I can certainly understand that my position looks a lot like closing the barn
doors after the horses have already run five miles down the road. google has
the gall to actually send me an email each month showing all the places it has
tracked me going. even if I delete my facebook account, it can still recognize
my face in pictures other people take.

I'm not happy about any of this, but at least now, the government has to put
on some charade of formality to access this information. giving it the power
to directly collect this data in plain view is another step in the wrong
direction. it adds more stuff to the pile of things we need to undo to get
where I personally want to be.

I don't think your argument is unreasonable, just that we're approaching this
from different perspectives. you're thinking about "how many people can we
bring with us to the other side?", while I'm thinking more about "what do we
want the other side to look like?".

------
buboard
I think the author is correct that people are missing the forest here. I know
plenty of people that would have no problem with public tracing of patients
(myself included), but it wouldn't be effective in stopping the virus here.
And not because the app's uptake would be small - people are dying to _do
something_ , anything, so they 'd download it. Maybe singaporeans did not
download it because they feel already protected enough by their health system,
but westerners feel so unprotected by them that they buy TP by the metric ton.

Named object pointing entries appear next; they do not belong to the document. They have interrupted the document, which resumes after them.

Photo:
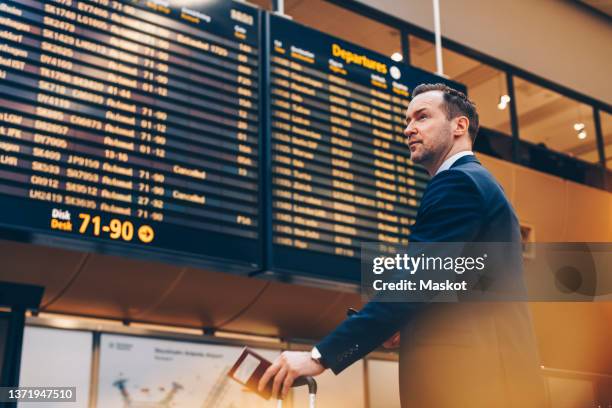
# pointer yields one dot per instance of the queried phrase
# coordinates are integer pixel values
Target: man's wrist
(316, 356)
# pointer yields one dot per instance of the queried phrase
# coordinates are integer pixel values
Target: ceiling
(603, 7)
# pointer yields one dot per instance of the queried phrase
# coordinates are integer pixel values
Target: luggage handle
(312, 390)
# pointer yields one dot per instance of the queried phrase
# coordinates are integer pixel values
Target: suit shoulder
(483, 180)
(455, 185)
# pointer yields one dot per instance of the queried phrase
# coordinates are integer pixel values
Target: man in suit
(452, 354)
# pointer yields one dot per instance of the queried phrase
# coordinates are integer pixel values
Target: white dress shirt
(451, 160)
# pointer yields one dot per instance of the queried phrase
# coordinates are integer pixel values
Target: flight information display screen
(132, 122)
(340, 166)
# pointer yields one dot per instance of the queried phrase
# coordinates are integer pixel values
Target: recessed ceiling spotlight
(397, 56)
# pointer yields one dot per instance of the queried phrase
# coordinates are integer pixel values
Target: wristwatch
(315, 354)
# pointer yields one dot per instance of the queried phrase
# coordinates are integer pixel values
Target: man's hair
(456, 103)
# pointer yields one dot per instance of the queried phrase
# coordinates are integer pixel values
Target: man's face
(428, 130)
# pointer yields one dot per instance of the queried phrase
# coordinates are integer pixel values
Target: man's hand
(393, 342)
(286, 368)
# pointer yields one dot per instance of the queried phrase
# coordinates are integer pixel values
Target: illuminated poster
(138, 372)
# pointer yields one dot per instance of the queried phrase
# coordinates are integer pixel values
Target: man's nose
(409, 131)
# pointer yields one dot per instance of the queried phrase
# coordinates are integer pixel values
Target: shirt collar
(451, 160)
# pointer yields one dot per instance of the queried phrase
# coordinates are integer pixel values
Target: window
(486, 85)
(345, 24)
(606, 131)
(264, 4)
(549, 119)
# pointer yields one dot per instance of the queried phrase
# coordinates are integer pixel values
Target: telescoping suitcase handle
(312, 390)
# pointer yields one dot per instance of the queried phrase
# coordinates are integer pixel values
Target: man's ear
(462, 125)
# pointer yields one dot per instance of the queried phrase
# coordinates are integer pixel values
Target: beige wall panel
(541, 203)
(588, 214)
(521, 32)
(574, 335)
(204, 299)
(115, 287)
(295, 311)
(503, 172)
(383, 384)
(51, 268)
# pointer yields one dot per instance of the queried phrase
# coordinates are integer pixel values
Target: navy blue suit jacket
(462, 204)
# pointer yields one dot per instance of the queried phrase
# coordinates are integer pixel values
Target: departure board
(340, 166)
(132, 125)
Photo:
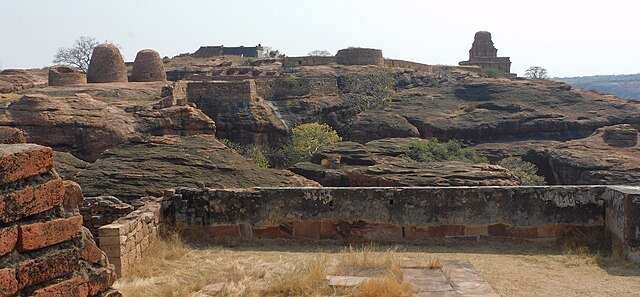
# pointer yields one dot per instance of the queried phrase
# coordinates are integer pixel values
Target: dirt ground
(260, 269)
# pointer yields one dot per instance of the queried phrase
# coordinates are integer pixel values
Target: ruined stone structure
(44, 250)
(588, 214)
(66, 76)
(215, 51)
(308, 61)
(125, 240)
(148, 66)
(485, 55)
(360, 56)
(106, 65)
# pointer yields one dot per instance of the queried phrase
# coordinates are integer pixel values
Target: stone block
(8, 239)
(30, 201)
(20, 161)
(101, 279)
(38, 235)
(46, 267)
(8, 282)
(476, 230)
(76, 287)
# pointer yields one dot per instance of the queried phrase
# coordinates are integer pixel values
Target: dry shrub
(388, 286)
(307, 279)
(368, 257)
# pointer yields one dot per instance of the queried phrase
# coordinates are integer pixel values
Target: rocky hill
(624, 86)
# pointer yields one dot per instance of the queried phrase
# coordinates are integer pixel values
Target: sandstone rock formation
(86, 127)
(106, 65)
(604, 158)
(13, 80)
(360, 56)
(148, 66)
(485, 55)
(134, 170)
(377, 163)
(44, 250)
(66, 76)
(10, 135)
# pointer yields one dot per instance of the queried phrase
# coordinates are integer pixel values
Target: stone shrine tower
(485, 55)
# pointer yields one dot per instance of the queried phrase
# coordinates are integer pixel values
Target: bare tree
(320, 53)
(79, 55)
(536, 72)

S.Korea and singapore/hong kong, those are densely populated areas/cities with
specific movement patterns among people and enough tehcnology infrastructure
to know what do something useful with the tracing information. In some western
cities, tracing would end up giving people constant alarms that they might be
infected, and that information wouldn't really be actionable or at least you
coulnd't trust that people would act on it. Western cities have no memory of
other plagues either.

Perhaps goverments should reward distancing and testing instead of punishing
offenders. Perhaps even pubs could open, provided they serve the same group of
10 people every monday. Western cities will need to figure out their own
policies until a cure is found, and they have to reflect their own character -
you can't just copy asian policies praying that they work.